The problem being solved addresses the limitations of traditional fermentation technology and metabolic engineering approaches. Conventional methods focus primarily on improving product yield but struggle with substrates having different oxidation states, co-utilization of mixed substrates, and the need for genetic modifications to optimize redox cofactor availability. Existing processing technologies fail to efficiently handle complex inputs like waste materials and often cannot finely control metabolic outputs or achieve robust production without genetic engineering. The invention overcomes these issues by enabling co-utilization of substrates with different oxidation states without genetic modification, allowing modulation of intracellular redox environment and metabolic outputs through substrate ratio adjustment.

By employing co-feeding of galacturonate (a more oxidized substrate) and carbohydrates (more reduced substrates), the embodiments provide a method to regulate the production of reduced electron carriers and thereby control metabolic pathways and fermentation products such as acetate and butyrate. This metabolic control permits producing chemicals at defined ratios without the need for genetic engineering of the fermentative organisms. The method enables continuous tuning of the redox environment inside cells, resulting in fine-tuned control of metabolite outputs and reducing undesirable side product formation.

Claims Coverage

The patent contains one independent claim focused on methods of chemical production by co-feeding fermentative cells with combinations of galacturonate or its polymers and carbohydrates at varied proportions.

Method of producing chemicals with controlled substrate proportions

A method comprising providing fermentative cells, co-feeding a feedstock mixture comprising galacturonate or galacturonate polymers with carbohydrates at a first proportion to produce a first chemical, altering the feedstock mixture to a second proportion, and thereafter producing a second chemical by co-feeding the altered mixture.

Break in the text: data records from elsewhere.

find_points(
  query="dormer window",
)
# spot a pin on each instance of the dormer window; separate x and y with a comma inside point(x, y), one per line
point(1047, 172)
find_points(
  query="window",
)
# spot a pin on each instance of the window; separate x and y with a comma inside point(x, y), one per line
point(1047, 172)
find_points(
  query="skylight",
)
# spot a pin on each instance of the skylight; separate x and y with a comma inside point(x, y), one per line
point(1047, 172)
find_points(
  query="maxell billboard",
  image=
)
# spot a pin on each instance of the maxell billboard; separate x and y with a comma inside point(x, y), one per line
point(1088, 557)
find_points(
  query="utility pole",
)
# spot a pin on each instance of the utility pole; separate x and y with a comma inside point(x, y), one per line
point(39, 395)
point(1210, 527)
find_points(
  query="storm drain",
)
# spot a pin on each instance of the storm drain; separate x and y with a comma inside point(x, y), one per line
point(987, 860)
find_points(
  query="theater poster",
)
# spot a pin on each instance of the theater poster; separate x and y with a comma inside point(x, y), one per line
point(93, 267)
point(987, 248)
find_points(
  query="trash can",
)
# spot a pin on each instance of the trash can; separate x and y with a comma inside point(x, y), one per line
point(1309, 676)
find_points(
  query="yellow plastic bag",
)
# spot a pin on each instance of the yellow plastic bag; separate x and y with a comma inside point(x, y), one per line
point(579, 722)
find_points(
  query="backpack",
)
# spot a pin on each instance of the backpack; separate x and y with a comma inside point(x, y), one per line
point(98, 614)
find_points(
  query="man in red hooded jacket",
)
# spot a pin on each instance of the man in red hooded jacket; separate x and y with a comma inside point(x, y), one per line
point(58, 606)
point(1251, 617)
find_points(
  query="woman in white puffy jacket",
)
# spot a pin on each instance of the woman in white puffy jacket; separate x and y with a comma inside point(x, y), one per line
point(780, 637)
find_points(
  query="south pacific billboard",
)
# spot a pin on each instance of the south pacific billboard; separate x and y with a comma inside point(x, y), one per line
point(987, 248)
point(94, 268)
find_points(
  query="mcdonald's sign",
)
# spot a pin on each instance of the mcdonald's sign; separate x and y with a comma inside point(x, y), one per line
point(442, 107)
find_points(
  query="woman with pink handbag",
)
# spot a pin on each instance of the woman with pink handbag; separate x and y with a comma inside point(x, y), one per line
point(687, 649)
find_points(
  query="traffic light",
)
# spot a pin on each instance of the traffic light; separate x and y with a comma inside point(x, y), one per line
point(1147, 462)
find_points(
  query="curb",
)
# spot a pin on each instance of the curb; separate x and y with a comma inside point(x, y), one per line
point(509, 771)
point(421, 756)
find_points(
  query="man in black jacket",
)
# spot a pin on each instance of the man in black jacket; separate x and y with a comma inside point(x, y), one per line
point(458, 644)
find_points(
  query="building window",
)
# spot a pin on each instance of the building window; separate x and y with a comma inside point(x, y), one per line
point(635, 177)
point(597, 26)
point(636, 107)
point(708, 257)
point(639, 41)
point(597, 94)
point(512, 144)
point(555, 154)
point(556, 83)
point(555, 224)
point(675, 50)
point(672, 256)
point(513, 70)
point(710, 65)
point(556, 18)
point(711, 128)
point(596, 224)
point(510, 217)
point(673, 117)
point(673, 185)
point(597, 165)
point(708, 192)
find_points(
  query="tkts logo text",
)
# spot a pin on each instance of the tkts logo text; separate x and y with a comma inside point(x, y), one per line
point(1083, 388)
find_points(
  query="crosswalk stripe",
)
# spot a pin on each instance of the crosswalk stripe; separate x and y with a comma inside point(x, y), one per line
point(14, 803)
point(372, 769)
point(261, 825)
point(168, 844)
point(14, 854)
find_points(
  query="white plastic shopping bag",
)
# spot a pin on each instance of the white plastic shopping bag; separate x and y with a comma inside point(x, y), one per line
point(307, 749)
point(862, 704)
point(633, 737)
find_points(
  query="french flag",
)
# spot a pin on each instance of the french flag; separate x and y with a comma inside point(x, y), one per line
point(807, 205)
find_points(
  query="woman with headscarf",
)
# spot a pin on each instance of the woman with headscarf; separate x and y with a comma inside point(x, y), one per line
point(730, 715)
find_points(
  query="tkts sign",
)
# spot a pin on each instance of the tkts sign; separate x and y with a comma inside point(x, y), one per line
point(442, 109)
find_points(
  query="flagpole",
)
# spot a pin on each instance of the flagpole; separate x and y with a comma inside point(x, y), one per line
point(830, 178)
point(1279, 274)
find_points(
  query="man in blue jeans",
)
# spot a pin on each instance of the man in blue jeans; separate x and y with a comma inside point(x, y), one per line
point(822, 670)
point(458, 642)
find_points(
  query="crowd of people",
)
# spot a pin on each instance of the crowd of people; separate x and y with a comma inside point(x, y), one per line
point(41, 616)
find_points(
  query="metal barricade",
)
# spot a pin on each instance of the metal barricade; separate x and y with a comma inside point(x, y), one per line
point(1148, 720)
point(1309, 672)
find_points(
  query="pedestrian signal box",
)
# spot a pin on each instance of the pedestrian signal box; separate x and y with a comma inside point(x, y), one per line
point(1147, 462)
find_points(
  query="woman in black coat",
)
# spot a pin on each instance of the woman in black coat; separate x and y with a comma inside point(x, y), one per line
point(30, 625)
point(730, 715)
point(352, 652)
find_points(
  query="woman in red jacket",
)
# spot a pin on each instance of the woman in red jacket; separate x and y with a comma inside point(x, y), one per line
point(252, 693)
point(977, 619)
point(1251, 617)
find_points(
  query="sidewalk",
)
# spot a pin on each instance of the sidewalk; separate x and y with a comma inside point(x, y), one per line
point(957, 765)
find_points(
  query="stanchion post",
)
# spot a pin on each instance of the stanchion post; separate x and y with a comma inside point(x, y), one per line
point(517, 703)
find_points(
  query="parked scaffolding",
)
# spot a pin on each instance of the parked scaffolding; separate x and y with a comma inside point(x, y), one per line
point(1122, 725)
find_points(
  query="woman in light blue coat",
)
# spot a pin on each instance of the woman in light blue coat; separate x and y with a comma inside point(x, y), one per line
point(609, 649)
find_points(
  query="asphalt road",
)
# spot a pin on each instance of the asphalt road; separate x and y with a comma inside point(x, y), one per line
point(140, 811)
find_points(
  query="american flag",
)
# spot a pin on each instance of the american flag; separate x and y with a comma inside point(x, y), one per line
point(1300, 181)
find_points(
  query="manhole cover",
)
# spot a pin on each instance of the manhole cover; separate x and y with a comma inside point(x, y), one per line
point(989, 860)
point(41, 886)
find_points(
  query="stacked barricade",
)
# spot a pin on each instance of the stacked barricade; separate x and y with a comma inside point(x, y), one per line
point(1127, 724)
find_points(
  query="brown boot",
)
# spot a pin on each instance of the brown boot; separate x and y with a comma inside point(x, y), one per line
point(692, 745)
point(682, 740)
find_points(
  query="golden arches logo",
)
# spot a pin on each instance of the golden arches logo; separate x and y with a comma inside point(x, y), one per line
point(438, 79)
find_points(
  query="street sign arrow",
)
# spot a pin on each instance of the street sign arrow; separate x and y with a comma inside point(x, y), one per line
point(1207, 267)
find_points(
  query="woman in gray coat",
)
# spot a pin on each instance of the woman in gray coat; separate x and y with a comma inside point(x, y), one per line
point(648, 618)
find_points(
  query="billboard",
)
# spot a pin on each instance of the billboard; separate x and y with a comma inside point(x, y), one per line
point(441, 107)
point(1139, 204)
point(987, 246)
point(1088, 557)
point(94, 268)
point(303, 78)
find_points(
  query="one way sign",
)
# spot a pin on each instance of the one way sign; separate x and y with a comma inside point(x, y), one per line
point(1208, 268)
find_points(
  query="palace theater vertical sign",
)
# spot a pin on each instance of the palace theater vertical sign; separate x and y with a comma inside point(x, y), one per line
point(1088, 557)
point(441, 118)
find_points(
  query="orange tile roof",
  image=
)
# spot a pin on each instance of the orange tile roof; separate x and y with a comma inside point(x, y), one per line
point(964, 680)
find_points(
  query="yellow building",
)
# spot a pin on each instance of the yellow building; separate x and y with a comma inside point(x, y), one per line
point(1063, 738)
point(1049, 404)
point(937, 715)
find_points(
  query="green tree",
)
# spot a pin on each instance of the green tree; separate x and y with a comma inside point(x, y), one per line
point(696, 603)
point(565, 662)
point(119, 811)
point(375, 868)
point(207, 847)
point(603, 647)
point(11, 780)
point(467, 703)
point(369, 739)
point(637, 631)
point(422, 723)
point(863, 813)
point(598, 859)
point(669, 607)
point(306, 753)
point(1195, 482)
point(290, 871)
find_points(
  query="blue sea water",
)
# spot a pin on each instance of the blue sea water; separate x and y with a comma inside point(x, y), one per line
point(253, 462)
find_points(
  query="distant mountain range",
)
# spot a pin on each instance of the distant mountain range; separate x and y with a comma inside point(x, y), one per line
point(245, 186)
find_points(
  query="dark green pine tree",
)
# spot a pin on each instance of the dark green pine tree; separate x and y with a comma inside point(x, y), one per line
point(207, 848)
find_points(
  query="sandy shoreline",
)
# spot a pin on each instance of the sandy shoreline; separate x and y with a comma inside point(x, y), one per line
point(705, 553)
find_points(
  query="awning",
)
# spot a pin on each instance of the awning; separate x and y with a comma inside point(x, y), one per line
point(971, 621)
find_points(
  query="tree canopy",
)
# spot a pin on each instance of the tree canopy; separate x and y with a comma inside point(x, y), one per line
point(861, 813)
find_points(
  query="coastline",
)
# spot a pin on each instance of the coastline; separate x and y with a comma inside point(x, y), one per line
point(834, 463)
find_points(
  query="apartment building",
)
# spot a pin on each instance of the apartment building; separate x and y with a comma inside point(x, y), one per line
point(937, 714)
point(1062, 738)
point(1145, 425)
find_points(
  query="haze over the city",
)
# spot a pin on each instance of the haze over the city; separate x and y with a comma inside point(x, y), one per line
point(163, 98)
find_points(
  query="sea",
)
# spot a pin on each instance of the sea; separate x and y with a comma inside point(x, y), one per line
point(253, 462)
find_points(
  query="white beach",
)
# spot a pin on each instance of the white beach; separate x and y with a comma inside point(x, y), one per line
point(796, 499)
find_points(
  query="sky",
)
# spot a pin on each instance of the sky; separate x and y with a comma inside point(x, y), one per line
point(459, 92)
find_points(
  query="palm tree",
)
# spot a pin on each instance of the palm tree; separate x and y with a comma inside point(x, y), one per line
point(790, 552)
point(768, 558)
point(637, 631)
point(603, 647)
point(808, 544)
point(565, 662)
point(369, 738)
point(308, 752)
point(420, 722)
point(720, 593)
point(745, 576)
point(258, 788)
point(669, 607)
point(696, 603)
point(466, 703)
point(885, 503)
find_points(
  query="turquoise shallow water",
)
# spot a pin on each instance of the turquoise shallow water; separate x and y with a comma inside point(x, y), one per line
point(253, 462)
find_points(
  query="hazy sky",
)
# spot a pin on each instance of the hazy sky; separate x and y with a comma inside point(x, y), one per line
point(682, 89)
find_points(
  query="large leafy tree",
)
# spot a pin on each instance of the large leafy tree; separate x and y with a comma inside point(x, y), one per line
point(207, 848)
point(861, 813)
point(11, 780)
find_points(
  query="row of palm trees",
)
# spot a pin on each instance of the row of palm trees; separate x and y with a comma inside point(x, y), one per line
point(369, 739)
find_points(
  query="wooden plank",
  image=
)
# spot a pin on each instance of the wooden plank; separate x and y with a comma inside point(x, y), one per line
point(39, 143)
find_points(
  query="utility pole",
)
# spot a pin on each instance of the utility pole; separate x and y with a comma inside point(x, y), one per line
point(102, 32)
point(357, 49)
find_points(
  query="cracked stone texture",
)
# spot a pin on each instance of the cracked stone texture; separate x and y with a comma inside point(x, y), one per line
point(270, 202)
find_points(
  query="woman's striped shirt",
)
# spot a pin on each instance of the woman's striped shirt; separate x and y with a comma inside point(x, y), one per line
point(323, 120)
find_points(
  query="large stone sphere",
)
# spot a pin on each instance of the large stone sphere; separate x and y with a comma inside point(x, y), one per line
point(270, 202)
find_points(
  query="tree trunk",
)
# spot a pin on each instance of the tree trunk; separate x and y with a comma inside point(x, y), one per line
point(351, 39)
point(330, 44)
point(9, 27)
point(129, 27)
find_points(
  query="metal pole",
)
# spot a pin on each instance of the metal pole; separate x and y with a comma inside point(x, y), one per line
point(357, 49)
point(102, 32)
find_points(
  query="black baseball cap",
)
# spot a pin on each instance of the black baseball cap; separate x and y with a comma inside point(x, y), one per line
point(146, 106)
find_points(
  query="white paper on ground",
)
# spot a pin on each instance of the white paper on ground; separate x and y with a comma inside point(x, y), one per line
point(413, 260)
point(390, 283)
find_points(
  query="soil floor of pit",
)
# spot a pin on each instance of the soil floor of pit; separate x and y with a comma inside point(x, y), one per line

This method emphasizes modulating chemical production by changing ratios of substrate types fed to the fermentative cells.

The main inventive feature is the controlled modulation of metabolic output by adjusting the proportion of galacturonate-based substrates to carbohydrates fed to fermentative cells, enabling switching between or tuning production of different chemicals such as acetate and butyrate without genetic modification.

Stated Advantages

Allows fine-tuned control of the metabolic state and redox environment of fermentative organisms via co-feeding substrate mixtures with distinct oxidation states.

Modulates production of desired chemicals like acetate and butyrate by altering substrate ratios without requiring genetic engineering.

Reduces time, resources, and risks associated with metabolic engineering by utilizing native pathways for co-utilization and metabolic control.

Enables handling of complex inputs including waste materials and supports more flexible, configurable, and robust fermentation processes.

Facilitates production of biologically derived products with optimized yields and decreased formation of undesirable side-products.

Documented Applications

Production of chemicals such as acetate, butyrate, acetone, butanol, ethanol, and other biologically produced products.

Regulating electron carrier availability for balanced metabolite output and optimized chemical production in fermentative organisms.

Bioremediation applications for removal or neutralization of contaminants in polluted land and water.

Agile manufacturing of specialty materials and point-of-need manufacturing in commercial and military contexts.

Medical and pharmaceutical applications including increasing antibiotic susceptibility of anaerobic organisms and modulation of microbiomes for improved soldier performance and military environment decontamination.